As sad as the dream felt, I would give anything to fall back into it tonight. Spending time with them, if even only in dreams, is worth the painful longing that comes with it.


  1. I enjoyed this post; It was so sad, (drowning kittens is "the norm" for these girls, your dream). And then i actually laughed out loud thinking of two cats "skyping"! Ha ha. My cat Oreo would not be impressed with that either!! It is nice to hear though that Anya has the desire and ability to bond with the little kitten that she kept.

  2. For a girl that feels her life mission is to educate people about wildlife conservation... this was a sad post!!! :( I love little kitties! Do you know why people is Russia do this to all but 1 cat? Is it just based on food?

  3. Keri,
    Maybe you are SUPPOSED to be in Russia! Like a permanent resident...... :) The video was precious.

  4. Melinda, I know, its devastating. but in this part of the world the poverty is so horrific that animal right are probably eons away from being a part of their mindset. They can barely keep themselves alive, so animals are often seen as things to be USED. Dogs are for security, for instance. Most dogs in this part of Russia are chained to a post their ENTIRE lives. Cats are eaten by those without the means to buy food. Its common for them to drown kittens and puppies and see that as an act of mercy. I saw packs of homeless dogs scrounging for anything to eat in the park near my home there. It is not a place for the faint hearted.
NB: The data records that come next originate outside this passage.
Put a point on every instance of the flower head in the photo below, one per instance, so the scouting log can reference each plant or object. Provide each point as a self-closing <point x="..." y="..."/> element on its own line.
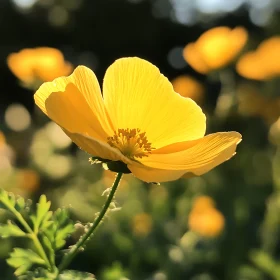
<point x="215" y="48"/>
<point x="139" y="121"/>
<point x="33" y="66"/>
<point x="205" y="219"/>
<point x="262" y="64"/>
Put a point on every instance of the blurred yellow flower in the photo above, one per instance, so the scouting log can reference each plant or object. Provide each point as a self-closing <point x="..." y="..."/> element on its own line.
<point x="139" y="122"/>
<point x="252" y="103"/>
<point x="142" y="224"/>
<point x="203" y="202"/>
<point x="215" y="48"/>
<point x="34" y="66"/>
<point x="187" y="86"/>
<point x="263" y="63"/>
<point x="205" y="219"/>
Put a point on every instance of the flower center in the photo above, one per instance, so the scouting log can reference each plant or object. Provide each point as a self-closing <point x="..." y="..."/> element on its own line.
<point x="131" y="142"/>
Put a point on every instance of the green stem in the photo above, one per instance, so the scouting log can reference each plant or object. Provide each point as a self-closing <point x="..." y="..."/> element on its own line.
<point x="75" y="249"/>
<point x="32" y="235"/>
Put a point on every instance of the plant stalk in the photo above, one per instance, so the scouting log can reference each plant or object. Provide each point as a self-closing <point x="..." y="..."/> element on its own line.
<point x="75" y="249"/>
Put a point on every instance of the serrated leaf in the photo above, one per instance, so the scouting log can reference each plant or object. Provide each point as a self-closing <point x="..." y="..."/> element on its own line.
<point x="59" y="230"/>
<point x="23" y="259"/>
<point x="62" y="234"/>
<point x="77" y="275"/>
<point x="10" y="229"/>
<point x="20" y="204"/>
<point x="42" y="213"/>
<point x="49" y="246"/>
<point x="7" y="199"/>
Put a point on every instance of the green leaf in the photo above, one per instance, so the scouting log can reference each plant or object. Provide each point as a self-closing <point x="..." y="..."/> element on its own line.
<point x="23" y="259"/>
<point x="42" y="217"/>
<point x="10" y="230"/>
<point x="7" y="199"/>
<point x="58" y="231"/>
<point x="77" y="275"/>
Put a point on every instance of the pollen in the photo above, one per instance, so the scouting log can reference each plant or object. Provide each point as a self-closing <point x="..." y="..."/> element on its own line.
<point x="131" y="142"/>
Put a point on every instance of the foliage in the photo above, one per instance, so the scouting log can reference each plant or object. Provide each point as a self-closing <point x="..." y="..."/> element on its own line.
<point x="47" y="230"/>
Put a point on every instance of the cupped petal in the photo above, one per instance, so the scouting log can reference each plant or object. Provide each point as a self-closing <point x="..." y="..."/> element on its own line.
<point x="154" y="175"/>
<point x="198" y="156"/>
<point x="137" y="95"/>
<point x="96" y="148"/>
<point x="75" y="103"/>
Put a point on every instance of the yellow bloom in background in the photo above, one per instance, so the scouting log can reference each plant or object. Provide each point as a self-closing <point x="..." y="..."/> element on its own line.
<point x="263" y="63"/>
<point x="187" y="86"/>
<point x="252" y="103"/>
<point x="33" y="66"/>
<point x="28" y="180"/>
<point x="215" y="48"/>
<point x="205" y="219"/>
<point x="202" y="203"/>
<point x="139" y="121"/>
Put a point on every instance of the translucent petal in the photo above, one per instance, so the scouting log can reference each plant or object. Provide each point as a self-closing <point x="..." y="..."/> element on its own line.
<point x="197" y="157"/>
<point x="137" y="96"/>
<point x="75" y="103"/>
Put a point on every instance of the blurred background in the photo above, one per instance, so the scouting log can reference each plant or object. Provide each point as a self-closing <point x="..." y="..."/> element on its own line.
<point x="224" y="225"/>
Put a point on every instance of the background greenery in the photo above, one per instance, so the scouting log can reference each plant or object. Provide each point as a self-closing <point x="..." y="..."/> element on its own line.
<point x="149" y="237"/>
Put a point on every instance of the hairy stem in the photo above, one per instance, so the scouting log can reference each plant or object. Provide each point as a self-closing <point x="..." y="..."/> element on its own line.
<point x="75" y="249"/>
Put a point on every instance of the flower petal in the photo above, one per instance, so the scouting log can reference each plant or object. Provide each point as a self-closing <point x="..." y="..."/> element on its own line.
<point x="154" y="175"/>
<point x="138" y="96"/>
<point x="197" y="157"/>
<point x="96" y="148"/>
<point x="75" y="103"/>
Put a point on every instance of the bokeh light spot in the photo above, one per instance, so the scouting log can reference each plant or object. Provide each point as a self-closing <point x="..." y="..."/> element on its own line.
<point x="175" y="58"/>
<point x="58" y="16"/>
<point x="24" y="4"/>
<point x="57" y="136"/>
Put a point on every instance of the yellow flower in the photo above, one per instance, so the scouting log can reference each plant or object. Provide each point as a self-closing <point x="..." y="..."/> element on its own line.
<point x="208" y="222"/>
<point x="215" y="48"/>
<point x="187" y="86"/>
<point x="203" y="202"/>
<point x="138" y="122"/>
<point x="38" y="65"/>
<point x="262" y="64"/>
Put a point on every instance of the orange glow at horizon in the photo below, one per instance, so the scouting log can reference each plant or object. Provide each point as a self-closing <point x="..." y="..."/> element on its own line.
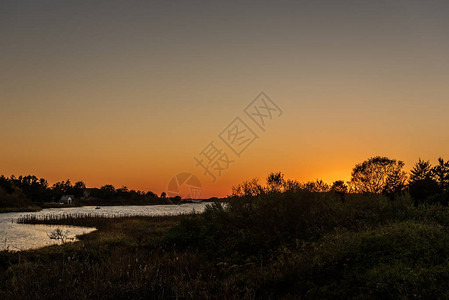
<point x="130" y="95"/>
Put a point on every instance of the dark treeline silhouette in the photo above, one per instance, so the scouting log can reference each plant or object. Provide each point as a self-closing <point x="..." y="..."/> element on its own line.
<point x="24" y="191"/>
<point x="377" y="175"/>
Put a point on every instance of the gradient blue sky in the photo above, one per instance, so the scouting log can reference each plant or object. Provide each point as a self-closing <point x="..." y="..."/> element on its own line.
<point x="127" y="92"/>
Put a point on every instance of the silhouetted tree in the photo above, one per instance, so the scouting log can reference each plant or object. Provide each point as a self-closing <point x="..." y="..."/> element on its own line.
<point x="292" y="185"/>
<point x="107" y="192"/>
<point x="318" y="186"/>
<point x="378" y="175"/>
<point x="78" y="189"/>
<point x="421" y="170"/>
<point x="422" y="184"/>
<point x="340" y="188"/>
<point x="248" y="188"/>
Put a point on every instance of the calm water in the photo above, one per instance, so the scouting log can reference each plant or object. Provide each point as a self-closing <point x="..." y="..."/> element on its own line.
<point x="16" y="237"/>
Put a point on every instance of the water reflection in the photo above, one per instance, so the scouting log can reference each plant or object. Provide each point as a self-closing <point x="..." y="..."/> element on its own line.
<point x="18" y="237"/>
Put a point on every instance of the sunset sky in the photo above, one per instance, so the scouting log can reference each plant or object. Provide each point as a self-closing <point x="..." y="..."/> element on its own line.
<point x="129" y="92"/>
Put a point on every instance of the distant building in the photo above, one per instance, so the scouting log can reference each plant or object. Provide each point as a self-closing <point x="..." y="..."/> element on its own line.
<point x="66" y="199"/>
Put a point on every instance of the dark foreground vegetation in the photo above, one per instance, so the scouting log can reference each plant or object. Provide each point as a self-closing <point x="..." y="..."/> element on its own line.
<point x="279" y="240"/>
<point x="30" y="193"/>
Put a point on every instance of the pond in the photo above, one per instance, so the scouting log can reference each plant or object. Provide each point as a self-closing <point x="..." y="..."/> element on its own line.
<point x="17" y="237"/>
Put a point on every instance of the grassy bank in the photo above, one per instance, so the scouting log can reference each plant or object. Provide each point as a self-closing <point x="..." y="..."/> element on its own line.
<point x="290" y="245"/>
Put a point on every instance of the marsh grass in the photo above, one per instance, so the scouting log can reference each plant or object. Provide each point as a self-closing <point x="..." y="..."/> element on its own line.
<point x="276" y="245"/>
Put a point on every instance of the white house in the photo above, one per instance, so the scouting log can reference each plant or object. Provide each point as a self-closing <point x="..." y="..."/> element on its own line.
<point x="66" y="199"/>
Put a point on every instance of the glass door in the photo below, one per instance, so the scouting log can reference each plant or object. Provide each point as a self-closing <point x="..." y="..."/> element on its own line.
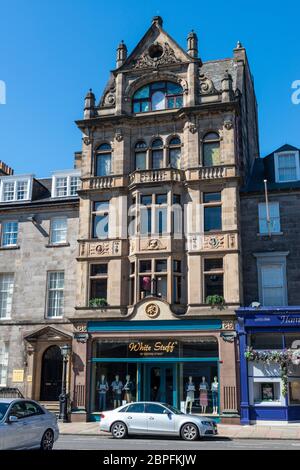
<point x="160" y="383"/>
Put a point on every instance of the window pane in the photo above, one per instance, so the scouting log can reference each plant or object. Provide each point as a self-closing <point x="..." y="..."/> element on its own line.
<point x="55" y="294"/>
<point x="212" y="218"/>
<point x="61" y="187"/>
<point x="58" y="230"/>
<point x="6" y="293"/>
<point x="9" y="233"/>
<point x="213" y="284"/>
<point x="266" y="341"/>
<point x="98" y="269"/>
<point x="142" y="93"/>
<point x="100" y="226"/>
<point x="98" y="289"/>
<point x="158" y="101"/>
<point x="145" y="266"/>
<point x="211" y="154"/>
<point x="157" y="159"/>
<point x="211" y="197"/>
<point x="140" y="161"/>
<point x="213" y="264"/>
<point x="161" y="265"/>
<point x="103" y="164"/>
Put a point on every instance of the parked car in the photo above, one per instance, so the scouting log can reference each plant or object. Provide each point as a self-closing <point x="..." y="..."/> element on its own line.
<point x="25" y="424"/>
<point x="154" y="418"/>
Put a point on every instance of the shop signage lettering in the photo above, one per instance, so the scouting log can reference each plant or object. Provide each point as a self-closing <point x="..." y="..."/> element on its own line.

    Even those I knew who were educated, 'middle class' people saw nothing wrong with a dog spending his entire life on a 12 inch chain tied to a post, with little shelter. IN fact, I regularly saw people kick and beat their dogs. IT was horrifying.

    Until someone lives there and educated them, this will continue to be common practice. If I had another lifetime to live, I might do just that. But my life is about the children there. Hopefully someone similar to you will take up the cause of animal rights there some day soon.

  5. They do that to animals in Poland also. i was born there so I've seen it first hand. they don't have animal shelters if your from a village i don't know about big cities. There is a lot of homeless animals running around so they can only afford one. they dont do animal adoptions there. even if its freezing outside the dogs are chained up..its just part of there lives and thats all they know .

  6. Heartbreaking post - I hope Anya and D both make it home with momma

  7. Sad, heartbreaking, and a startling reality check of how different the two worlds and perspectives are. It was a good reminder to me to stop and look at my kids perspective next time they're doing stuff that's "inappropriate."

  8. I'm sure you feel just heartsick to be separated. Oh, dear. Maybe we need to find Anya an American to marry. How clever you are to get the internet going at her home! I wonder how expensive that was.... I'd love to do that for the kids' families, but I doubt they have a computer, either.